Le souffle court après un tel monologue, j'ose à peine tourner la tête dans sa direction. Incertain d'avoir eu raison de laisser les mots s'échapper de ma gorge sans prendre le temps de réfléchir, je me contente de fixer l'enfant apparaissant sur quelques polaroids. Qui pourrait penser que ce petit brun si souriant voyait régulièrement son monde se ravager de drogue et de menaces ? Je n'aurais jamais pu imaginer que toute la violence que j'ai découvert à Eleven Stars était en fait quelque chose que West connait depuis son plus jeune âge. Ce que j'admire le plus chez lui, chez ce petit garçon, c'est que même après avoir eu un couteau sous la gorge, il a continué de rêver. Malgré l'addiction de sa maman, malgré la peur constante dans laquelle ils devaient tous vivre, ce petit détective trouvait la force de se réjouir d'avoir une nouvelle cachette et de se raccrocher aux étoiles qui brillaient sur son plafond une fois que la pièce était plongée dans le noir. Finalement il ne suffit peut-être que de quelques étincelles d'espoir pour que l'obscurité de la vie laisse place à un peu de lumière.

- Tu le penses vraiment ?

- Je fais plus que le penser, West. Je te trouve moi-même impressionnant, dis-je après quelques secondes pour sortir de mes pensées.
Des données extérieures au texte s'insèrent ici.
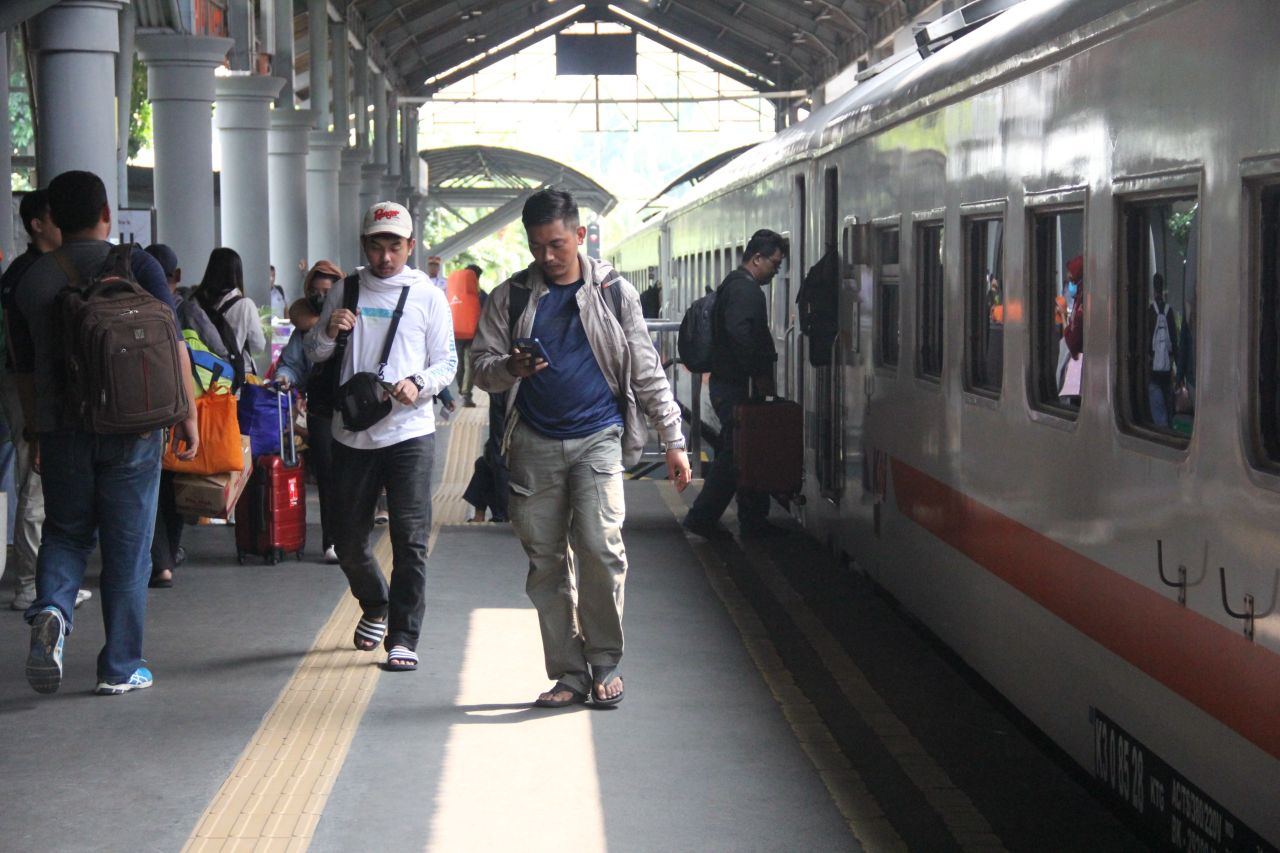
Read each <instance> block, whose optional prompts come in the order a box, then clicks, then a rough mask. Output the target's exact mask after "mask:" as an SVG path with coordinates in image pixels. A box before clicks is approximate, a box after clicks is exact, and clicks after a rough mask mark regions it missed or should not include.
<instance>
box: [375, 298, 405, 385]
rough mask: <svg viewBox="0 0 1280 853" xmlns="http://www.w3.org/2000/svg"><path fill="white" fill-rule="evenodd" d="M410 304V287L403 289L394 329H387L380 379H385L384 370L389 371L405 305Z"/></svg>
mask: <svg viewBox="0 0 1280 853" xmlns="http://www.w3.org/2000/svg"><path fill="white" fill-rule="evenodd" d="M406 302H408V286H407V284H406V286H404V287H402V288H401V298H399V302H397V304H396V311H394V313H393V314H392V328H389V329H387V341H384V342H383V356H381V359H379V360H378V378H379V379H381V378H383V370H385V369H387V361H388V360H390V357H392V343H394V342H396V332H398V330H399V319H401V316H403V315H404V304H406Z"/></svg>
- Y'a pas grand-chose d'impressionnant chez moi, tu sais. T'as même autant de courage que moi, si ce n'est plus. T'as passé ta vie à te mettre en danger pour sauver une famille qui te l'a jamais bien rendu.

Son allusion à Savannah me noue l'estomac et je ne suis plus en mesure de formuler la moindre phrase. Un peu ébranlé, je me contente donc de déposer mes lèvres sur les siennes en le serrant le plus fort possible contre moi. Comme si j'avais la possibilité d'oublier la réalité en sentant son cœur battre contre le mien. Lorsque sa langue caresse la mienne avec la même ardeur, je comprends que nous ne sommes pas en train de nous montrer l'étendu de notre amour : nous sommes en train de déjouer la vie. En échangeant ce baiser rempli de détresse, cachés dans une pièce qui n'est pas censée exister, nous montrons au destin qu'il ne nous aura plus.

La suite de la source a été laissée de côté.